NHS Winter Crisis Opposition Day Debate

On Wednesday 10 January 2018 an Opposition Day Debate was held on the NHS Winter Crisis.

The Opposition Labour Party tabled the following motion for debate:

“That this House expresses concern at the effect on patient care of the closure of 14,000 hospital beds since 2010; records its alarm at there being vacancies for 100,000 posts across the NHS; regrets the decision of the Government to reduce social care funding since 2010; notes that hospital trusts have been compelled to delay elective operations because of the Government’s failure to allocate adequate resources to the NHS; condemns the privatisation of community health services and calls on the Government to increase cash limits for the current year to enable hospitals to resume a full service to the public, including rescheduling elective operations, and to report to the House by Oral Statement and written report before 1 February 2018 on what steps it is taking to comply with this resolution.”

Patients and staff are currently experiencing the worst NHS winter crisis on record. So far this winter over 75,000 patients have waited in the back of ambulances for over 30 minutes, bed occupancy has averaged at a staggering 93.5% and there have been 150 diverts from A&E departments in England.
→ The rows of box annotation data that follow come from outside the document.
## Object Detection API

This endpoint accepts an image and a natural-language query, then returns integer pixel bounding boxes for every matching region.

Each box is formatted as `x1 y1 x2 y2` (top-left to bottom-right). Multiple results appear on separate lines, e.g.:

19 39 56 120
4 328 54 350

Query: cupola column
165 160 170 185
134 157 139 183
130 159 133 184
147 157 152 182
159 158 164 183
The Prime Minister has claimed that the NHS is ‘better prepared’ for winter than ever before. However, NHS England has taken the unprecedented decision of deferring non-urgent operations until the end of January. Officials estimate that up to 55,000 procedures will be affected, with likely knock-on effects into February. Following this, the Care Quality Commission has taken the decision to suspend routine inspections because of winter pressures. Gaining a full picture of winter pressures is critically important and the CQC’s decision leaves a serious deficit of quality regulation. This is unacceptable and Labour’s motion calls on the Government to provide immediate funding to enable Trusts to reschedule elective operations as soon as possible.

The motion was agreed to without a vote. The Government did not defend their position and the Secretary of State will now come to the House before the end of the month to make an oral statement to explain when cancelled operations will be rescheduled.”